With respect to software updating and sustainability, we are committed to maintaining the software updated in both Code Ocean and in the Windows and Mac versions, in all instances we will document all changes made. For example, due to high costs, Stamen (see https://maps.stamen.com) was unable to continue providing its base tiles, which were used by GeoStoryTelling. Although this change impacted the rendering of the HTML visualizations in version 1.0 of GeoStoryTelling, the solving of this issue simply required the changing of the tile provider which Code Ocean reviewers accepted and it is now published as version three, see https://codeocean.com/capsule/6296897/tree/v3.
Final Thoughts
The only requirement for the GeoStoryTelling software to work is that each of the selected texts or narratives need to be linked to the spaces and places (splaces, González Canché, 2023) we want to incorporate in our analyses. This process requires us to have a clear understanding of where we need or want to situate these narratives. Even in the Kensington neighborhood, where there exists an overt and clearly defined area, the selection of specific splaces to be featured in our GeoStories may include an aggregated depiction of the neighborhood or may instead share more precise locations. In other instances, like with interview data, for example, the selection of splaces will depend on the episodic memories of our participants. For instance, we may be in Spain during some aspects of the story and in Los Angeles during other time periods. In both cases, we strongly recommend consulting with our participants to not only reach common understandings of where the narrative should be situated but also to validate our interpretations and analytic decisions—i.e., interactive reviewability (González Canché, 2022; 2023).

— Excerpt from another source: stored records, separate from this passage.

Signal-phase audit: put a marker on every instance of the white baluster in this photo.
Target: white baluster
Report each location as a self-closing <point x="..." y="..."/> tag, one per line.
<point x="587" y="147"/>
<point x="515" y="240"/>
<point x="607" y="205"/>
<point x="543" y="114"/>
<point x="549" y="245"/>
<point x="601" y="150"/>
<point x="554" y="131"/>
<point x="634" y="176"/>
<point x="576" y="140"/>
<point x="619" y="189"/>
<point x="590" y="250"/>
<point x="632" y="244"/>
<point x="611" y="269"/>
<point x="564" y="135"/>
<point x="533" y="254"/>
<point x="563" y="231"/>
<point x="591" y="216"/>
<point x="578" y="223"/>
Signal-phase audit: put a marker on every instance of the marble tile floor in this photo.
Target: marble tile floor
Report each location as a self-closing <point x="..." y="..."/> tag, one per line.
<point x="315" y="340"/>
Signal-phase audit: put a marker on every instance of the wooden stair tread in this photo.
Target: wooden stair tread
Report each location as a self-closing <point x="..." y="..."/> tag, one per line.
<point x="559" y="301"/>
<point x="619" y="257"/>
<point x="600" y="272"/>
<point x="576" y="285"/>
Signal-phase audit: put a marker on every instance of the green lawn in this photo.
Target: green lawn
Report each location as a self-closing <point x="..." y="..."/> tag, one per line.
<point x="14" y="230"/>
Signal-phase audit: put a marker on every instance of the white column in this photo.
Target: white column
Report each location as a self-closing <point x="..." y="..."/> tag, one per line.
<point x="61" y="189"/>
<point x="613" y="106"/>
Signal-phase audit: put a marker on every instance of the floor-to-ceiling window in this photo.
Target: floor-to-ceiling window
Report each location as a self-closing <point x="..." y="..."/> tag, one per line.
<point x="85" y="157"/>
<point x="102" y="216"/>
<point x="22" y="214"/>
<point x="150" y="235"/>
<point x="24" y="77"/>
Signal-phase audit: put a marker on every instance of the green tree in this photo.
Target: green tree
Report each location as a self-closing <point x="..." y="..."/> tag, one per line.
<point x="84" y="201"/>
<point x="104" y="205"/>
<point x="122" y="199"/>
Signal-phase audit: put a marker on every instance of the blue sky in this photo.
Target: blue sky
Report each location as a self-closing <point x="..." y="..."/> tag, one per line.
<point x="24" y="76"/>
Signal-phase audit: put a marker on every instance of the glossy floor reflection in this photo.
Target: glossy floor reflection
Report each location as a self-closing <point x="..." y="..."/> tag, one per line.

As mentioned above, our GeoStories may need to feature the same participant in multiple splaces and across different points in time. If this is the case, our database construction should reflect this splace-time continuum, and the ID should reflect this time that will become part of the resulting interactive map’s legend. Recall also that the measure of time is relative to the specific experiences shared by our participants. That is, our reliance on global time stamps provide us with flexibility in the selection of units of time. While for some participants in the same study,
We do hope that researchers in training and professionals alike may interact with the GeoStoryTelling user interface, either by building their own datasets or at the very least by interacting with the toy database we are providing. We are convinced that access to these tools may lead to enriching stories to be shared and hopefully to the discovering of structures and mechanisms that may aid in the development of effective plans of action. The time has come to remove barriers that continue to prevent ethnographers, qualitative, and mixed methods researchers from benefiting from the analytic and structure unveiling capabilities that sophisticated data science and visualization tools bring to social and health sciences research. Finally, note that GeoStoryTelling may also be used for investigative reporting like those stories features in the Washington Post or the New York Time, thus going beyond academic research endeavors.